Neither West nor Ellis is a stranger to controversy. Kanye has propelled himself from celebrity to full-blown phenomenon; some think he's a genius, and others think he's an arrogant bastard. Which is, coincidentally, the general divide of public opinion regarding Easton Ellis, as well, who has become in the past few years more and more outspoken on Twitter, something he's received backlash for: He's criticized the likes of Kathryn Bigelow, David Foster Wallace, and Alice Munro. Ellis has always been condemned for seeming misogynistic, especially for his seminal novel American Psycho, though he insists he is simply a satirist.

And he's honestly a pretty good one. Much of his work, Psycho included as well as his first novel, Less Than Zero, centers on themes of consumerism and amorality, which dovetails almost perfectly with the message Kanye projects from Yeezus.
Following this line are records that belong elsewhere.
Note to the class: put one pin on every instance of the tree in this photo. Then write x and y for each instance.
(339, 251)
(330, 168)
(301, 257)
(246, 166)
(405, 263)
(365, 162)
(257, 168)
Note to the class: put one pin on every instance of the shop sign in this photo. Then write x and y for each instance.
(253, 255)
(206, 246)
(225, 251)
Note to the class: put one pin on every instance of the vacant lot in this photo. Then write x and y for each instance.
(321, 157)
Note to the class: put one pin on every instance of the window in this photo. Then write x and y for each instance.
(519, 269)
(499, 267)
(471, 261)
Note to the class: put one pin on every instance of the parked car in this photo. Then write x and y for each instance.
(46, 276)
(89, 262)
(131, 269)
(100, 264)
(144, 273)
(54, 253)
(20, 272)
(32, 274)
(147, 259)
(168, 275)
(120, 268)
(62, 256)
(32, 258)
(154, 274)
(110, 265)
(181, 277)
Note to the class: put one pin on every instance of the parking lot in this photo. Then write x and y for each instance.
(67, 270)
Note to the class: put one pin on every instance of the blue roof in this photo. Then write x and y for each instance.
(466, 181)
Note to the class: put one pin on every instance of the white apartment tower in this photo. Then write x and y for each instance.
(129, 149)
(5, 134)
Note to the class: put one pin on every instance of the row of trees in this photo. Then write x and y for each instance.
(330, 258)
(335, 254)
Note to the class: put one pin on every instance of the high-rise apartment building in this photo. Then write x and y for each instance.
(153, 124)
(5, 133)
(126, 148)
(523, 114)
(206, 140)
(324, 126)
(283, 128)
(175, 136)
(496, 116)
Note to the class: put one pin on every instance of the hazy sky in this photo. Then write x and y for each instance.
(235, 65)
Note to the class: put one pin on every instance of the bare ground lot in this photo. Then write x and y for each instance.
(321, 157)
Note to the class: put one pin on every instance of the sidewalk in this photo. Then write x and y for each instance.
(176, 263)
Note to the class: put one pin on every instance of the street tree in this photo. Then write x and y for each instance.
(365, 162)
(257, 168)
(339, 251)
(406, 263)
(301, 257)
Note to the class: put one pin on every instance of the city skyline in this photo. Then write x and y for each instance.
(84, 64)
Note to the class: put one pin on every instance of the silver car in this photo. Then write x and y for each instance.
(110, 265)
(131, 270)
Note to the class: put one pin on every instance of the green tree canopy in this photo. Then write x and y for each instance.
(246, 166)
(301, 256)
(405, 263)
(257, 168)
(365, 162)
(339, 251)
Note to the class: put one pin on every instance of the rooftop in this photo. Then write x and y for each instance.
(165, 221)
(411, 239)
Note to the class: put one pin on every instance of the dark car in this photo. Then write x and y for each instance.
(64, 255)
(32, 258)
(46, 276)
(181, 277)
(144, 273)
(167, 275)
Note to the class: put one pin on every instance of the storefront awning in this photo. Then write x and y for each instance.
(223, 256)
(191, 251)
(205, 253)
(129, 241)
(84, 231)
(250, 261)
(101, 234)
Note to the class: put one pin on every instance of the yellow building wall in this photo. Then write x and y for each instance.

Though creating art in different mediums, Ellis and West are both interdisciplinary artists. Love them or hate them, people pay attention to them.

West reached out to Ellis personally to create the promo video for Yeezus, which Ellis was at first reluctant to do, until he listened to the album in full. The result was admittedly great, whether or not you like West or Ellis, which is maybe the point they are trying to make by working together — artists don't have to be likable. Of the new project, Easton Ellis is decidedly mysterious:

You know what, I can’t. It’s in Kanye Land, and that’s subject to a whole other time frame. He came and asked me to write the film. I didn’t want to at first. Then I listened to Yeezus. It was early summer last year and I was driving in my car. He’d given me an advance copy, and I thought, regardless of whether I’m right for this project, I want to work with whoever made this. So fuck it, I said yes. And that’s how it happened. That was seven or eight months ago. We’ll see what happens.

Which brings me to the obvious question: where is Kanye Land, and can I borrow 'Ye's sex-motorcycle to get there?